Its not possible to have a good ID on a poor photo. What you will get is what you are seeing "guesses" and my opinion is most will "guess" wrong until a better photo is posted.


----------



## renderstream (Apr 10, 2004)

ok lots of new pics for a better ID!!

Let me know what this fish is


----------



## renderstream (Apr 10, 2004)

here is his tail as requsted


----------



## hastatus (Jan 16, 2003)

Young fish are always difficult (particularly some Serrasalmus sp.) to tell apart. I suspect your fish might be a compressus species because of the appearance of what looks like ovals (or bars) scattered on the flank. The red blemish on the opercle (cheek) also seems to indicate a compressus member, along with the high dorsal fin. I would allow the fish to grow out more to see if the body spotting pattern enhances more to show uniformity of spots and bars or just spots.


----------



## renderstream (Apr 10, 2004)

now that you mention it, he looks stunningly similar to this pic: http://www.piranha-fury.com/photopost/data...mpressus_03.jpg

so is there no way to get a positive ID at this age/size?


----------



## hastatus (Jan 16, 2003)

Unfortunately, not without the fish (alive) being actually in front of me (or studied = dead). Just give it more time to grow out.


----------



## renderstream (Apr 10, 2004)

Hi, i got a better shot, perhaps you can give it another try?

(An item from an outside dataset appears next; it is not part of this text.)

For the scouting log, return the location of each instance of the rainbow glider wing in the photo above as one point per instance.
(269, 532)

Someone mentioned the compressus haveing scutes or comb like pattern on his underside. I see something that looks like it.

Please take a look:

http://67.18.107.165/~renderst/piranha.gif

Also what possible species is this serra?


----------



## Le Tautai (Nov 2, 2004)

cute lil fella


----------



## hastatus (Jan 16, 2003)

The fish to the link is S. sanchezi.


----------



## renderstream (Apr 10, 2004)

the fish in the link is the same as the one i posted before. So is this near 100% sanchezi?


----------